So hat Haimbuchner etwa zum Klimawandel durchaus originelle Ansichten. „Man weiß nicht, inwieweit der Mensch daran schuld ist“, erklärt er gegenüber ATV. Das Faktum des menschengemachten Klimawandels bezeichnet er als „Religion“.

So hat Haimbuchner etwa zum Klimawandel durchaus originelle Ansichten: Man wisse nicht, inwieweit der Mensch daran schuld sei.

Verständlicher werden Haimbuchners seltsame Verrenkungen allerdings, nachdem seine Erklärung folgt: „Ich bin ein Gegner von Klimaschutzvorschriften, die man in Wahrheit nicht mehr einhalten kann, wo man die eigene saubere Industrie ruiniert.“ Und wenn es, siehe oben, beste Verbindungen zur oberösterreichischen Industrie gibt, muss dann eben auch mal der menschengemachte Klimawandel hinterfragt werden.

Als weitere Autoren des Wirtschaftsprogramms fungieren FP-Wirtschaftssprecher Axel Kassegger und FP-Finanzsprecher Hubert Fuchs. Die Transparenzdatenbank des Parlaments zeigt, dass die beiden Abgeordneten nicht unbedingt zu den Ärmsten der Gesellschaft gehören. Von möglichen Kürzungen im Sozialbereich wären sie kaum unmittelbar betroffen.

Kassegger, übrigens laut meineabgeordneten.at auch Mitglied der weit rechts stehenden Burschenschaften Germania zu Graz sowie Thessalia zu Prag in Bayreuth, brachte es 2015 auf bis zu 3500 Euro brutto im Monat. Selbstverständlich zusätzlich zu seinem Abgeordnetengehalt. (Zahlen von 2016 liegen noch nicht vor).

Finanzsprecher Fuchs gehört aktuell gar zu den zehn bestverdienenden Abgeordneten im österreichischen Parlament. Zwischen 2013 und 2015 verdiente er jeweils über 10.000 Euro brutto pro Monat. Wiederum: Zusätzlich zu seinem Salär als Nationalratsabgeordneter.

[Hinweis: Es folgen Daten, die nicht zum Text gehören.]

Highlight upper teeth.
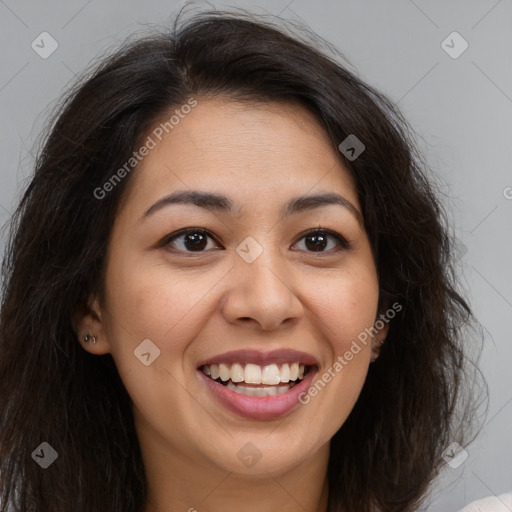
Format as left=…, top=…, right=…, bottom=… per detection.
left=202, top=362, right=306, bottom=385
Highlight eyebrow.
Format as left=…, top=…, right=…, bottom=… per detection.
left=141, top=190, right=363, bottom=226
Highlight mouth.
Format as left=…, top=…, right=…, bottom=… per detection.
left=199, top=362, right=312, bottom=397
left=196, top=349, right=319, bottom=420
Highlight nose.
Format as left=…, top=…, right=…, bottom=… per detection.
left=220, top=247, right=304, bottom=331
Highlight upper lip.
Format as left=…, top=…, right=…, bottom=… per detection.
left=197, top=348, right=319, bottom=368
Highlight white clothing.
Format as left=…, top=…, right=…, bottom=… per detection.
left=457, top=492, right=512, bottom=512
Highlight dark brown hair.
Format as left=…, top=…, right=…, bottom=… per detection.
left=0, top=8, right=487, bottom=512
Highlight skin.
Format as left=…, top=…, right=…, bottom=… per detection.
left=76, top=97, right=388, bottom=512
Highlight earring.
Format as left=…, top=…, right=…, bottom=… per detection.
left=84, top=334, right=97, bottom=344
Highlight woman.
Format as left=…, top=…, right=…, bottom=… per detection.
left=0, top=8, right=488, bottom=512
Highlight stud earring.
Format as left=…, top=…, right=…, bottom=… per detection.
left=84, top=334, right=97, bottom=344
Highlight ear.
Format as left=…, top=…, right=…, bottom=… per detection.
left=370, top=314, right=390, bottom=363
left=73, top=295, right=111, bottom=355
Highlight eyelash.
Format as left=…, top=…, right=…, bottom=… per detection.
left=160, top=226, right=351, bottom=256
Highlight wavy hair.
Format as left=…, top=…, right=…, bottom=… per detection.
left=0, top=8, right=487, bottom=512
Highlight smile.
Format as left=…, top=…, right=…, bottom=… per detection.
left=201, top=362, right=309, bottom=397
left=196, top=349, right=319, bottom=420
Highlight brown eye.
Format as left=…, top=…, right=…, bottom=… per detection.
left=161, top=226, right=350, bottom=256
left=164, top=228, right=219, bottom=253
left=293, top=228, right=350, bottom=254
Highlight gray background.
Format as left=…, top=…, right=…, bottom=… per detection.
left=1, top=0, right=511, bottom=510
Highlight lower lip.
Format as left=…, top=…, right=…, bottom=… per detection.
left=198, top=368, right=317, bottom=420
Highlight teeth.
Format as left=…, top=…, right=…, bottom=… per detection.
left=244, top=364, right=261, bottom=384
left=219, top=363, right=230, bottom=382
left=289, top=362, right=299, bottom=381
left=261, top=364, right=280, bottom=385
left=201, top=362, right=307, bottom=385
left=210, top=364, right=220, bottom=380
left=226, top=381, right=291, bottom=397
left=280, top=363, right=290, bottom=383
left=230, top=363, right=244, bottom=383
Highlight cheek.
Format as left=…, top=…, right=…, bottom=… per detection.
left=297, top=266, right=379, bottom=437
left=101, top=261, right=217, bottom=426
left=307, top=266, right=379, bottom=349
left=103, top=257, right=225, bottom=367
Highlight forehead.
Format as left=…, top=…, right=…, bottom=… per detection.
left=121, top=97, right=359, bottom=215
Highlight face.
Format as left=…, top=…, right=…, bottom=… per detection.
left=78, top=97, right=387, bottom=478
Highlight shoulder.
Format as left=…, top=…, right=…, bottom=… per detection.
left=457, top=492, right=512, bottom=512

Wirtschaftssprecher Kassegger formulierte für unzensuriert bereits einmal „12 strategische Ziele für eine freiheitliche Wirtschaftspolitik“. Die Behörden sollen sich künftig als „Dienstleister an der Wirtschaft“ sehen, den Unternehmen soll von ihren Bruttogewinnen „möglichst viel übrig bleiben“, für Unternehmen soll es „bestmögliche Voraussetzungen“ zur Finanzierung geben (ob das günstige Kredite oder staatliche Subventionen bedeutet, bleibt offen).

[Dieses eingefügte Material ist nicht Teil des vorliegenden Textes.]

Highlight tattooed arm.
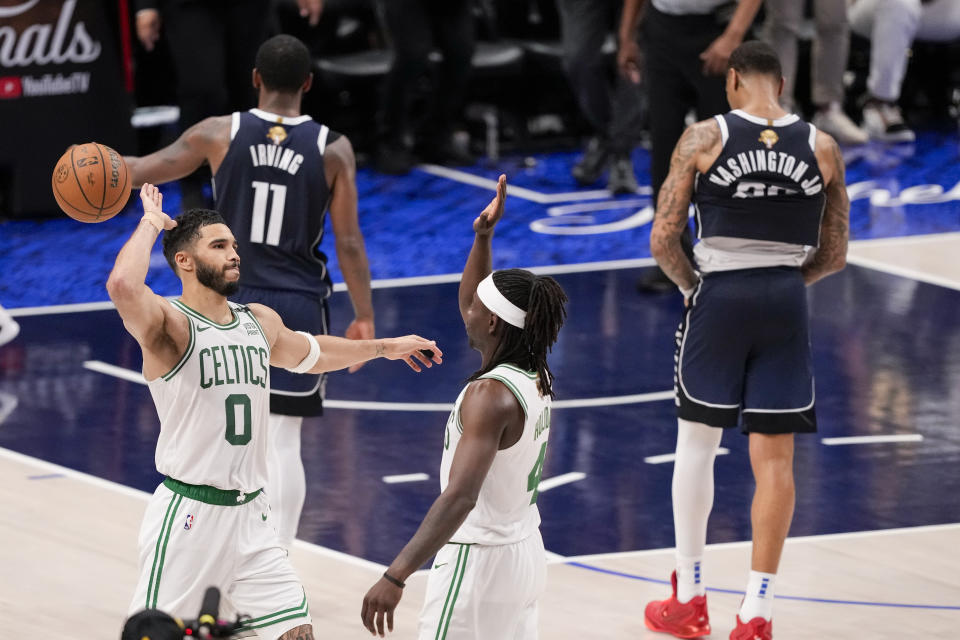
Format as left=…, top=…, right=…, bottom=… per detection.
left=649, top=120, right=720, bottom=294
left=802, top=132, right=849, bottom=285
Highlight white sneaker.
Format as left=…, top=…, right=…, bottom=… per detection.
left=862, top=101, right=915, bottom=143
left=812, top=103, right=868, bottom=145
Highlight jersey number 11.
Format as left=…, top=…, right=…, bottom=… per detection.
left=250, top=181, right=287, bottom=246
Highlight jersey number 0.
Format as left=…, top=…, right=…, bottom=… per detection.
left=250, top=181, right=287, bottom=246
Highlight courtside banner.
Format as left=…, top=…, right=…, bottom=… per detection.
left=0, top=0, right=134, bottom=218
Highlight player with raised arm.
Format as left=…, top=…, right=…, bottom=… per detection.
left=361, top=176, right=569, bottom=639
left=123, top=35, right=373, bottom=549
left=111, top=184, right=440, bottom=639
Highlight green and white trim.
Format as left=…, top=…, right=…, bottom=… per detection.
left=145, top=493, right=183, bottom=609
left=239, top=589, right=310, bottom=631
left=434, top=543, right=471, bottom=640
left=160, top=319, right=195, bottom=382
left=171, top=299, right=240, bottom=329
left=479, top=372, right=529, bottom=417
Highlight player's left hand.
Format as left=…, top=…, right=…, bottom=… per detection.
left=361, top=578, right=402, bottom=637
left=473, top=174, right=506, bottom=236
left=700, top=32, right=740, bottom=76
left=346, top=317, right=375, bottom=373
left=378, top=336, right=443, bottom=372
left=297, top=0, right=323, bottom=26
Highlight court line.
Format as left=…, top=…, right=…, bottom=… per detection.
left=551, top=522, right=960, bottom=564
left=417, top=164, right=618, bottom=203
left=382, top=473, right=430, bottom=484
left=845, top=253, right=960, bottom=292
left=7, top=258, right=658, bottom=316
left=538, top=472, right=586, bottom=492
left=565, top=562, right=960, bottom=611
left=0, top=445, right=389, bottom=574
left=847, top=231, right=960, bottom=248
left=822, top=434, right=923, bottom=446
left=644, top=448, right=729, bottom=465
left=83, top=360, right=674, bottom=411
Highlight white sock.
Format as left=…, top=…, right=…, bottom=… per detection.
left=266, top=414, right=305, bottom=549
left=675, top=554, right=704, bottom=603
left=672, top=419, right=722, bottom=601
left=739, top=571, right=776, bottom=622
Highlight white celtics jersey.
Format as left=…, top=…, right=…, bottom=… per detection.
left=146, top=300, right=271, bottom=492
left=441, top=363, right=552, bottom=545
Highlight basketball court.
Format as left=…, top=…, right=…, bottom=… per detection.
left=1, top=136, right=959, bottom=637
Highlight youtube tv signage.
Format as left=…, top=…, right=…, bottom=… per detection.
left=0, top=0, right=133, bottom=217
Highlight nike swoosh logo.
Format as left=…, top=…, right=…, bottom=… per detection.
left=197, top=326, right=210, bottom=332
left=433, top=562, right=447, bottom=569
left=261, top=513, right=267, bottom=521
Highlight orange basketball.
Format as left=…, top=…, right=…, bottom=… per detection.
left=51, top=142, right=130, bottom=223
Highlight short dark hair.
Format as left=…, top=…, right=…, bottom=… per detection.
left=728, top=40, right=782, bottom=81
left=255, top=34, right=312, bottom=92
left=469, top=269, right=568, bottom=399
left=162, top=208, right=226, bottom=273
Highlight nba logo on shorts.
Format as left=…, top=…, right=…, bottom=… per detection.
left=184, top=515, right=194, bottom=530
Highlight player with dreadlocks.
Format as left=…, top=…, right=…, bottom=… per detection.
left=362, top=175, right=568, bottom=639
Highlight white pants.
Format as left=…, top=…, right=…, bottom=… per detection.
left=418, top=532, right=546, bottom=640
left=849, top=0, right=960, bottom=101
left=129, top=483, right=312, bottom=639
left=764, top=0, right=850, bottom=107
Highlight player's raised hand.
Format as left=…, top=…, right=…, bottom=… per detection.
left=139, top=184, right=176, bottom=230
left=473, top=174, right=507, bottom=236
left=377, top=336, right=443, bottom=372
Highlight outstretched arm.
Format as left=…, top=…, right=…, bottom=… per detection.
left=325, top=136, right=375, bottom=372
left=802, top=132, right=849, bottom=285
left=650, top=120, right=719, bottom=295
left=360, top=380, right=520, bottom=637
left=124, top=116, right=231, bottom=188
left=458, top=174, right=507, bottom=319
left=249, top=303, right=441, bottom=374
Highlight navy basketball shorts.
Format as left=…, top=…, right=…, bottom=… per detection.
left=232, top=286, right=329, bottom=417
left=674, top=266, right=816, bottom=434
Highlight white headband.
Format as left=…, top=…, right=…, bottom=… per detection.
left=476, top=273, right=526, bottom=329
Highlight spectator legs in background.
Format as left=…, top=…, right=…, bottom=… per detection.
left=377, top=0, right=475, bottom=174
left=765, top=0, right=867, bottom=144
left=164, top=0, right=269, bottom=205
left=559, top=0, right=642, bottom=193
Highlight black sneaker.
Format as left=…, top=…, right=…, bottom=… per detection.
left=572, top=136, right=610, bottom=186
left=607, top=153, right=639, bottom=194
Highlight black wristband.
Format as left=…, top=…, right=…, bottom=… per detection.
left=382, top=571, right=405, bottom=589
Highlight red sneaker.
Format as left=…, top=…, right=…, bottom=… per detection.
left=729, top=615, right=773, bottom=640
left=644, top=571, right=711, bottom=638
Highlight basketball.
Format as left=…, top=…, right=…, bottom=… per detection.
left=51, top=142, right=130, bottom=223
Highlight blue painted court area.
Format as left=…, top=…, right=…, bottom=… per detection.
left=0, top=133, right=959, bottom=566
left=1, top=133, right=960, bottom=308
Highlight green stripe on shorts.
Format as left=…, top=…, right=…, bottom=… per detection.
left=240, top=590, right=309, bottom=629
left=147, top=494, right=182, bottom=608
left=435, top=544, right=471, bottom=640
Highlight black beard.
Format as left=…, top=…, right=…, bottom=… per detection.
left=195, top=260, right=239, bottom=296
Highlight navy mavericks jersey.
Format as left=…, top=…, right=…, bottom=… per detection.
left=214, top=109, right=338, bottom=298
left=695, top=110, right=825, bottom=248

Daneben setzt sich Kassegger vor allem für die Aufhebung der Sanktionen gegen Russland ein. Das passt zur strategischen FPÖ-Russland-Connection, ist möglicherweise aber auch nicht ganz uneigennützig.

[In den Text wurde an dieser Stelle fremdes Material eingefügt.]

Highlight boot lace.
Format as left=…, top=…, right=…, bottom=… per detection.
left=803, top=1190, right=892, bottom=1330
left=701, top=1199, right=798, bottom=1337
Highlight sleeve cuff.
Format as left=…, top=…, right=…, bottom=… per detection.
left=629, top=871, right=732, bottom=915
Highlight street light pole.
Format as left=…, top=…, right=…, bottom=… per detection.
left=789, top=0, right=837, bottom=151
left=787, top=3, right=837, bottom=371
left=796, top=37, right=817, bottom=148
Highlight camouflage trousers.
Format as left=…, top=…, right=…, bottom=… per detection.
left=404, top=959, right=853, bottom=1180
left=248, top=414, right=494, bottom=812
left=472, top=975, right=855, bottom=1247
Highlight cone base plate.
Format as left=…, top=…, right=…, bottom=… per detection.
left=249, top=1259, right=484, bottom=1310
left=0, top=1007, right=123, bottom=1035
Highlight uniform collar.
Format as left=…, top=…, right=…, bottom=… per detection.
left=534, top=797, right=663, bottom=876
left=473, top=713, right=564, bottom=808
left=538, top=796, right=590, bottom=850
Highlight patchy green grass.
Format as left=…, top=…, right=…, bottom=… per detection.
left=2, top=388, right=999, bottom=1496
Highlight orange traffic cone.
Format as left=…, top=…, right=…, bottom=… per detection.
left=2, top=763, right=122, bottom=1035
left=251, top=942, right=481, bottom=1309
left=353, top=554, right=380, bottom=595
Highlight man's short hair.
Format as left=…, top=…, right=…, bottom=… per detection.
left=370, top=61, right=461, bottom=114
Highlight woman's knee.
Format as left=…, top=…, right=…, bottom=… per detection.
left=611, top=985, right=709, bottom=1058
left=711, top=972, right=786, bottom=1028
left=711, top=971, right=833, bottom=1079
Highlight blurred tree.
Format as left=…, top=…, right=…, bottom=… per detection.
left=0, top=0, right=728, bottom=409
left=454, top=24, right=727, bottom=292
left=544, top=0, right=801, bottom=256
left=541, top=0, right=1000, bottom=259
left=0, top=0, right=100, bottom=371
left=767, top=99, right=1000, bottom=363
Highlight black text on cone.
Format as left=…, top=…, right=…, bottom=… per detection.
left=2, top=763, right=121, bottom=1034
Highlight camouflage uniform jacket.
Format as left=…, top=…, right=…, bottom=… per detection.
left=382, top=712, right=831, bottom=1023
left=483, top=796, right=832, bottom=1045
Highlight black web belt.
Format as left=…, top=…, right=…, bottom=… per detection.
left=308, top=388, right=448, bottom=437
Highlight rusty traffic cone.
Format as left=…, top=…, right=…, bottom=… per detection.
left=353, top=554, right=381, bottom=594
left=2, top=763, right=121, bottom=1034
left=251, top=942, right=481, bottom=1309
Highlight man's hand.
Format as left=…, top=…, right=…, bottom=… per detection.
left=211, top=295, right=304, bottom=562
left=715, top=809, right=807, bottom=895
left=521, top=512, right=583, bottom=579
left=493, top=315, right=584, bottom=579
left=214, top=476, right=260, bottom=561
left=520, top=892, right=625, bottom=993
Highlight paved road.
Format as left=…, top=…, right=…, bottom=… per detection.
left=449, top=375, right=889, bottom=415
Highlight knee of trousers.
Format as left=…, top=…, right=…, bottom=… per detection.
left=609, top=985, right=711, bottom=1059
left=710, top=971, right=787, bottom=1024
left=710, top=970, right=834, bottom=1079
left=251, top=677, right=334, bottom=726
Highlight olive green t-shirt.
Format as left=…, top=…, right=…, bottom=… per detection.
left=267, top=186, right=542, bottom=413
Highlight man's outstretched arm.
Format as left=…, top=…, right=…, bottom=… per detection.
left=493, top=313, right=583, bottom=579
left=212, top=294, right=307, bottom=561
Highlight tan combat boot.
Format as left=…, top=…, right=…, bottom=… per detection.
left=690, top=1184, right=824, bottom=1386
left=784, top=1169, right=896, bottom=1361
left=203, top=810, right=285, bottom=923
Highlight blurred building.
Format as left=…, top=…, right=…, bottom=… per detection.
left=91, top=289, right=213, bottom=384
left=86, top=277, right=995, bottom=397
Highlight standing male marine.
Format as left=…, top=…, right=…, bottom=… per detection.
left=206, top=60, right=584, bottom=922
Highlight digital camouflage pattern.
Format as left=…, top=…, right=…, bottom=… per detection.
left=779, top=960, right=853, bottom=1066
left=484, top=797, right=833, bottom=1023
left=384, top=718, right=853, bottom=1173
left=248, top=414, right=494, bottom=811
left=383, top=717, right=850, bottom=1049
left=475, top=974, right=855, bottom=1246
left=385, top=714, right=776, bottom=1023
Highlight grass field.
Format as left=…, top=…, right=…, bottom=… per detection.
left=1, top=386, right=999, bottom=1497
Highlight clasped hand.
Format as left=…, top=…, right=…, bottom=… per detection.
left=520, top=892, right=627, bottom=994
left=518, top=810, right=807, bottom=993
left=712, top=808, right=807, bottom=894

Die wirtschaftspolitischen Ideen der FPÖ sind oft gar nicht so einfach zu finden.

In der Vergangenheit war Kassegger laut meineabgeordneten.at in der Restrukturierung russischer Flughäfen engagiert, aktuell ist er Mitglied der bilateralen parlamentarischen Gruppe Österreich-Russland sowie Obmann der Ukraine-Gruppe.

Sein Kollege Hubert Fuchs trat als „Steuerexperte“ bereits in der Vergangenheit immer wieder für Steuersenkungen ein. Auch er nutzt die weit rechts stehende Plattform unzensuriert zur Verbreitung seiner Thesen.

Im September 2013 machte sich der FPÖ-Finanzsprecher dort zum Anwalt der „fleißigen heimischen Kleingewerbetreibenden und mittelständische[n] Unternehmen“. Sein Angebot für diese Bevölkerungsgruppen: Der Höchststeuersatz soll deutlich angehoben werden. Damit würden die Bestverdienenden künftig weniger Steuern zahlen.

Die wirtschaftspolitischen Ideen der FPÖ sind oft gar nicht so einfach zu finden. Im relativ knapp gefassten Parteiprogramm findet sich wenig Erhellendes. Aufschlussreicher sind da schon das umfangreiche Handbuch Freiheitlicher Politik und das „Impulsprogramm Wirtschaft“. Vieles bleibt aber auch hier unklar oder verklausuliert.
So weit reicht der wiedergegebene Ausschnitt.